Brick by Brick: The Story Behind Builder of the House


If you haven’t been to a Builder of the House in the past few years, you’re missing out on one of the most interesting and honest acts around.

After failed attempts with previous music, according to himself, singer/songwriter Rob Cimitile took another shot in 2011 at making music. The stars seemed to align that time around. 

After releasing a first EP, Cimitile carved out his project's proper place and form. By the time a second EP was released, Hourglass, musician Eliot He’eschen who’d been involved in the recordings found a solid, full-time spot in Builder, making it a duo presentation. 

Now with their first full-length release, Ornaments available online (in-stores soon), the pair seem to have hit their stride. Builder’s sound moves from the pretty and gentle hush touch of Nick Drake to the barefoot, organic, playful world beat movement Dispatch. Bare feet on the ground, head in the sky, and always heartfelt.  
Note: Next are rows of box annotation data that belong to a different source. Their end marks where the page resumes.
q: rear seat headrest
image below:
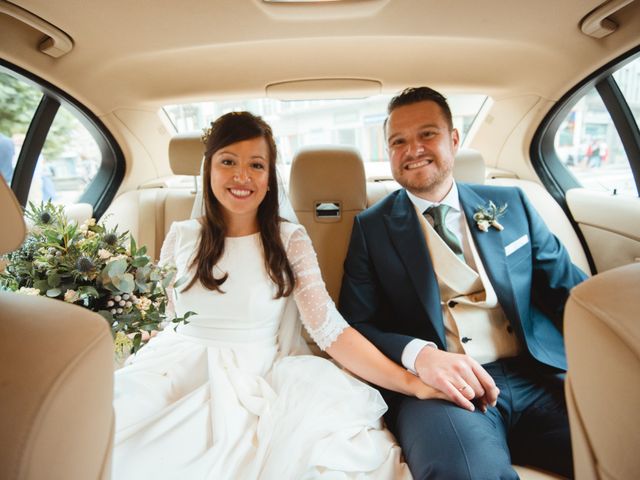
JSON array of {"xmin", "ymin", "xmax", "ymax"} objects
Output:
[
  {"xmin": 289, "ymin": 146, "xmax": 367, "ymax": 211},
  {"xmin": 453, "ymin": 148, "xmax": 485, "ymax": 184},
  {"xmin": 0, "ymin": 176, "xmax": 27, "ymax": 255},
  {"xmin": 169, "ymin": 133, "xmax": 204, "ymax": 177}
]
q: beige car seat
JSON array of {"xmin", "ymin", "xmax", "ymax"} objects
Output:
[
  {"xmin": 0, "ymin": 178, "xmax": 114, "ymax": 480},
  {"xmin": 289, "ymin": 146, "xmax": 367, "ymax": 303},
  {"xmin": 564, "ymin": 263, "xmax": 640, "ymax": 480}
]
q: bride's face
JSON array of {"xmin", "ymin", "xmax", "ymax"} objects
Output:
[{"xmin": 211, "ymin": 137, "xmax": 269, "ymax": 223}]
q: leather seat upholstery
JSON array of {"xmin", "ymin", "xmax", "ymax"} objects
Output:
[
  {"xmin": 564, "ymin": 263, "xmax": 640, "ymax": 480},
  {"xmin": 289, "ymin": 147, "xmax": 367, "ymax": 303},
  {"xmin": 0, "ymin": 179, "xmax": 114, "ymax": 480}
]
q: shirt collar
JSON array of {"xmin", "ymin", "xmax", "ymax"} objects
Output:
[{"xmin": 407, "ymin": 182, "xmax": 460, "ymax": 212}]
As their latest album is upon us, Cimitile and He’eschen are ready to take Builder of the House to the next level. They deserve to be on the next level, even if they've already achieved inner peace. I spoke with Rob Cimitile of Builder of the House about his music, what the band’s intentions are and how he found happiness by giving his music another chance. 

I spoke with Rob Cimitile of Builder of the House about his music, what the band’s intentions are, and how he found happiness by giving his music another chance. 

Your music feels very personal. The themes and intensity make it feel like it comes from a place deep inside. 

The first EP, I Am a Tidal Wave, was hyper-personal. On the second EP, Hourglass, I ventured away from this and told some stories about others. One of these stories was tied to my ancestry so there was still a personal connection there.

On Ornaments, I’m writing outside of myself. One device I use is basing a song on a saying or story I find interesting or meaningful but from my perspective. For example, “Pray for Me” was based on a Robert Frost quote, “The best way out is always through.” Applying it to our current political and cultural crisis. “When No One Is Here” was based on the saying, “You are who you are when no one is looking."

Who has influenced you most in music?

Builder of the House would definitely not exist if it wasn’t for Conor Oberst and his band, Bright Eyes. They were a major influence on the writing style of our first EP and were the reason I got back into writing music. Our sound has evolved from those roots, but the influence is still there.

Your balance is remarkable. Great songwriting, great records, great artwork and some of the best music videos I’ve seen come from this music scene. I don’t feel you’d be the same band as a digital release only type of band. You’re not that breed. 

We could, but we don’t see that happening. For us, each piece of what we do — recordings, artwork, live performance, videos — are all part of the overall experience. If one piece were taken away, or not given enough attention, the whole just wouldn’t be the same.

Why do you make music? What do you hope to get out of the experience?

I got back into writing and performing music because I wanted to make some kind of a difference. I’d like to think some of the music has made a difference for people. I’m better at music than I am at anything else I know of. I just have to make music. I'm a happier, healthier person when I do.

The name of the band is interesting. Any story to it?

In 2010, I was going through a rough patch. Things started looking up after I discovered meditation. I attended a Vipassana meditation retreat, which supposedly is the form of meditation Buddha practiced, though I’m sure that’s debatable.

During the retreat, we watched video recordings of S.N. Goenka, a teacher of the practice. In one of the videos, he recited a story relating to Buddha. Picture the Buddha, sitting under a lotus tree, meditating for a very long time. Refusing to eat, or sleep, or move from that spot until he attained enlightenment. Then, the moment came. 

First, every memory he had in this life and in previous lives flooded his consciousness. One memory was of himself as a young man from a previous life. This man was trying to cure human suffering, just as Buddha was. The man approached a sage from his village and asked him how he can end human suffering. The sage said, “You must first know the builder of the house.” The young man did not understand what the sage meant at that time. Buddha then opened his eyes and said, “Ahh, Builder of the House I have seen you. You can no longer build a house for me because I have taken away your mortar. I have smashed all your bricks.” That story hit me hard. The phrase Builder of the House stuck with me as a reminder to always try and be better, try and do the right thing.